Avast may be harvesting and selling user data

You know that awful feeling you get when something that is initially supposed to protect you ends up harming you instead? Well, users of the popular free antivirus software Avast are about to get a taste of what that feels like as a joint investigation by PC Mag and Vice’s Motherboard alleges that the company has been spying on their users.

Since PC Mag and Motherboard broke the story, and did all the legwork for the piece, I would encourage you to read their full report for the entire story. However, if for whatever reason you don’t have the time to, here’s the gist of the situation.
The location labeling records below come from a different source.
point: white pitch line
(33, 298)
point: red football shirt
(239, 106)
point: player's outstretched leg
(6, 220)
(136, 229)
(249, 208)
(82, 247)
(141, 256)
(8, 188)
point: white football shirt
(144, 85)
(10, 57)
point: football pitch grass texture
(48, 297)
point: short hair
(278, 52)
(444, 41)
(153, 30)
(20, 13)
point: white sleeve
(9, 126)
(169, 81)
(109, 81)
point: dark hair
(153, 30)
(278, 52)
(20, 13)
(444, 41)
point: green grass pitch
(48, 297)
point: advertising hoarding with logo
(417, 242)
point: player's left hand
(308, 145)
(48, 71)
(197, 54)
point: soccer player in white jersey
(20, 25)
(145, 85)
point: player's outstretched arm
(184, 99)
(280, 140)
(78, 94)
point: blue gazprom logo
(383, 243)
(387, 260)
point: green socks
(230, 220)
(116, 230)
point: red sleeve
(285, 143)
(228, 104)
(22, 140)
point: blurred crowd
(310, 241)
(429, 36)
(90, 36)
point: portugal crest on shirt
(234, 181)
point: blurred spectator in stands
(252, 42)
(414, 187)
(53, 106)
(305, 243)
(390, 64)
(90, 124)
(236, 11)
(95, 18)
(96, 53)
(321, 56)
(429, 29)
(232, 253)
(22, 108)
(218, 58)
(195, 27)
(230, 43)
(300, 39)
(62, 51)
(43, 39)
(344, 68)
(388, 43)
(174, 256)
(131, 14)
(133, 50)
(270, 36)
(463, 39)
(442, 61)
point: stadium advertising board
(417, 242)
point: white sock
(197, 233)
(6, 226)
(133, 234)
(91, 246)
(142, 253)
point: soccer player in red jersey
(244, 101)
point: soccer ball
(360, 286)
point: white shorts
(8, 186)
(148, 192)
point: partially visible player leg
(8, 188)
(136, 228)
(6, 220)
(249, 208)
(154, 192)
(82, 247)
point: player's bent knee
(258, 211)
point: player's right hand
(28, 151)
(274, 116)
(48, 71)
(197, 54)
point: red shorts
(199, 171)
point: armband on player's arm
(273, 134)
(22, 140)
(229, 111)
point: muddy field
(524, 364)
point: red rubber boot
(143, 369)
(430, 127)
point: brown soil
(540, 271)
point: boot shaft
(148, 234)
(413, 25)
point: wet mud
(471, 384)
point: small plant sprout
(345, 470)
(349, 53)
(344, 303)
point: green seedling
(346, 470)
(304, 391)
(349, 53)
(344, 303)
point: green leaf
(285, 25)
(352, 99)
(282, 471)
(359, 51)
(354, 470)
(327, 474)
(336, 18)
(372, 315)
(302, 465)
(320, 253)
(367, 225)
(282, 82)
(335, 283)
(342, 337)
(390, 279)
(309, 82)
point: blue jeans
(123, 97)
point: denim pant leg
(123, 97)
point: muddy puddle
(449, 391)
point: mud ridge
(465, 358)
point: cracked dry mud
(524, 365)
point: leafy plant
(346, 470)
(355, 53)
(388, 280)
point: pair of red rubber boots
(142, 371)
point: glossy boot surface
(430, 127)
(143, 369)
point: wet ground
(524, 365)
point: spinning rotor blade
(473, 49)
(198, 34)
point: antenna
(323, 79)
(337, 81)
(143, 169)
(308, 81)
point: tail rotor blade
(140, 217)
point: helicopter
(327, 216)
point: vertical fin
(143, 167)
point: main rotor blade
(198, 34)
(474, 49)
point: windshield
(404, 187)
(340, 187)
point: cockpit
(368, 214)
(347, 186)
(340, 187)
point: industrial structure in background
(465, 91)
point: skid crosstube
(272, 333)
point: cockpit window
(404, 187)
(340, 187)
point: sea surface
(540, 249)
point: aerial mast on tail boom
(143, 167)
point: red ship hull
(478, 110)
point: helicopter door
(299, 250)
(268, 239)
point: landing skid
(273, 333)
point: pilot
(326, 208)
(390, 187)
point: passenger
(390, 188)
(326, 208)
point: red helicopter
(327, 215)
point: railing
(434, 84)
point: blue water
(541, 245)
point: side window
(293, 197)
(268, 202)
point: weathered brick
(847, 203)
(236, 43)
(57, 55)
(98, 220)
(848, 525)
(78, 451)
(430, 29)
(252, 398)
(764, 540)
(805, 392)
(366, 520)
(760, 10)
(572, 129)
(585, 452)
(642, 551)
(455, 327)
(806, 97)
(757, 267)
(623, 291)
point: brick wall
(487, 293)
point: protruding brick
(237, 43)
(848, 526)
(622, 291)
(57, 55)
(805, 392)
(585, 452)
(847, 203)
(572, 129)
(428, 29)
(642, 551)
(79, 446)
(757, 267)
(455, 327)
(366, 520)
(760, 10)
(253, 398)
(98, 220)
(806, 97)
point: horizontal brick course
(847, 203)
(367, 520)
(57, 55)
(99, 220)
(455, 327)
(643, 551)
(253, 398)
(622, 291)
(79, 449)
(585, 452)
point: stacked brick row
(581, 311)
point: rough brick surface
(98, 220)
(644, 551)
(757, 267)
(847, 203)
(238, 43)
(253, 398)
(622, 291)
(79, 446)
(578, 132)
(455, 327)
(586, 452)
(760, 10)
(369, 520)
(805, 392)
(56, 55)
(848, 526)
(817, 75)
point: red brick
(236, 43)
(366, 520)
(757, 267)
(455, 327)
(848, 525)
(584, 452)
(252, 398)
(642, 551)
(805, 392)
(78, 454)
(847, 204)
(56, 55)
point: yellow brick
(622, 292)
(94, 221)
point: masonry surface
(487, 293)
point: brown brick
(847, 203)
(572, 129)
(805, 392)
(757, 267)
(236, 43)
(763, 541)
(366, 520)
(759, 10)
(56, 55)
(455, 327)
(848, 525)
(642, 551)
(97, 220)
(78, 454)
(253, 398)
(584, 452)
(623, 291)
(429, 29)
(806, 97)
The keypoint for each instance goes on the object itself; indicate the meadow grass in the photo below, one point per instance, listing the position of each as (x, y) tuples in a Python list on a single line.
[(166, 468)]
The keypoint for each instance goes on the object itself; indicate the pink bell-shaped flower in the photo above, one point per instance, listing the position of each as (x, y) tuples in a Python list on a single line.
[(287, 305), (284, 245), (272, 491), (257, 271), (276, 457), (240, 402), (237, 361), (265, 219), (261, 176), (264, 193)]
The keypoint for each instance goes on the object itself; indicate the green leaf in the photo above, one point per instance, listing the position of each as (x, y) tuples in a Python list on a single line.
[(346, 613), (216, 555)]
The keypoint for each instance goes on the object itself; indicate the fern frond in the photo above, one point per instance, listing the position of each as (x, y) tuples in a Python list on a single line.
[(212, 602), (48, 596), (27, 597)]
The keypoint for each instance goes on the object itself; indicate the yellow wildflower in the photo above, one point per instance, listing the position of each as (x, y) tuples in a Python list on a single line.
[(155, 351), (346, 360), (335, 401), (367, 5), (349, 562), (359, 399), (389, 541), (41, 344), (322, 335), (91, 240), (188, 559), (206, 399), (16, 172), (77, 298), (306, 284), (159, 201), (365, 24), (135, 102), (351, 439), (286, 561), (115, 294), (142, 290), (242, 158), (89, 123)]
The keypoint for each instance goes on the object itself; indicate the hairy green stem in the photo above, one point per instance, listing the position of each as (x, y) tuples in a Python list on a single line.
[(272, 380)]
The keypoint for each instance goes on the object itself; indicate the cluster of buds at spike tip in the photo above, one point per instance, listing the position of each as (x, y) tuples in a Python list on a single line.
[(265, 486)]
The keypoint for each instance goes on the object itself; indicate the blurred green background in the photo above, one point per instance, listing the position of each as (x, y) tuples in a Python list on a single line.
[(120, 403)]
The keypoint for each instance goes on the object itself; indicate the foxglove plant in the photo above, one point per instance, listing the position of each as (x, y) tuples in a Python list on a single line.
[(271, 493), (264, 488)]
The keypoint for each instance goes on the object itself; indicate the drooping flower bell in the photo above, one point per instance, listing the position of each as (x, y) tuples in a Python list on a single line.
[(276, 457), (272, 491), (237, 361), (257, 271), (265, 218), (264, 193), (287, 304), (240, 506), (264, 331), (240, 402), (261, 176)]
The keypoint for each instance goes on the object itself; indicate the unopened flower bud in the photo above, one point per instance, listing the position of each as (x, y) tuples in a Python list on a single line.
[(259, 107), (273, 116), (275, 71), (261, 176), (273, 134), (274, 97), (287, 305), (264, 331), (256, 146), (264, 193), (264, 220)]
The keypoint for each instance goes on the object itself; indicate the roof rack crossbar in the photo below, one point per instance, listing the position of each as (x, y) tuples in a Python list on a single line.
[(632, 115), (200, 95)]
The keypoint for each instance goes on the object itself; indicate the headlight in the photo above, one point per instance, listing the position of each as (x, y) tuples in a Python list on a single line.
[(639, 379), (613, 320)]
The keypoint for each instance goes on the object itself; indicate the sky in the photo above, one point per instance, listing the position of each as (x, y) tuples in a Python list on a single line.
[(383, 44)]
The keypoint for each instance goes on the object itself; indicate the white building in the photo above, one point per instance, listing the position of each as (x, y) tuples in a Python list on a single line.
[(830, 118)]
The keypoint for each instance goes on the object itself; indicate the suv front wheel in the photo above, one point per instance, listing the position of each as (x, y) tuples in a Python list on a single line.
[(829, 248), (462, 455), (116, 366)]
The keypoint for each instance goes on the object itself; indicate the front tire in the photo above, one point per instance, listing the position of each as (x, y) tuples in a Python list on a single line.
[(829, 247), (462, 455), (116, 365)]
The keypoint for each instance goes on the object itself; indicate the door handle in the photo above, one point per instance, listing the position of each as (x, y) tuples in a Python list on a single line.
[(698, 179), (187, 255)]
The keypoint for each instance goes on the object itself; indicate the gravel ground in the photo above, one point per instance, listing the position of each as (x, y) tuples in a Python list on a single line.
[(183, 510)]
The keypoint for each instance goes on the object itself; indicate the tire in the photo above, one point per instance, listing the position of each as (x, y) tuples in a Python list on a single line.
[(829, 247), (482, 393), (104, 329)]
According to the reports, antivirus company Avast has been harvesting the highly sensitive web browsing data of their over 400 million active users through the antivirus software itself, and selling them to some of the biggest companies on the planet. Reportedly, those companies are buying this information including something that’s called the “All Clicks Feed” from Avast subsidiary Jumpshot. Jumpshot, by the way, says that it has access to data from over 100 million devices. This information is highly detailed, and can track user behaviour, clicks and movement across websites.

Avast says that it’s collecting this data from its customers on an opt-in basis, however several customers have reached out to Motherboard claiming that they had no knowledge of this at all. It is worth noting that Avast has been caught red-handed collecting browsing data from their customers through a browser extension, a move that had their plugin banned across browser makers Mozilla, Opera, and Google.

In a tweet meant to “entice new clients” Jumpshot bragged that it collects “Every search. Every click. Every buy. On every site”, which in itself sounds absolutely terrifying. Although the company says that the information has been de-identified and each device is instead assigned a device ID. However, the problem is that the device ID does not change for each user, so de-anonymisation becomes a big concern when the eventual end-user of Jumpshot’s data can them match it with their own data.

That’s because Jumpshot’s data tracks user behaviour and clicks down to the milisecond, so a company could theoretically compare that data with their own bank of customer data to identify them. And, according to experts, this isn’t impossible because it’s “almost impossible to de-identify data”.

Again, I would strongly encourage you to read the full report by Motherboard and PC Mag because it is a fascinating read to say the least. Although we’ve seen many reports like these break over the years, it can still be hard to fully grasp that sometimes we pay the most for the things in our life that are free.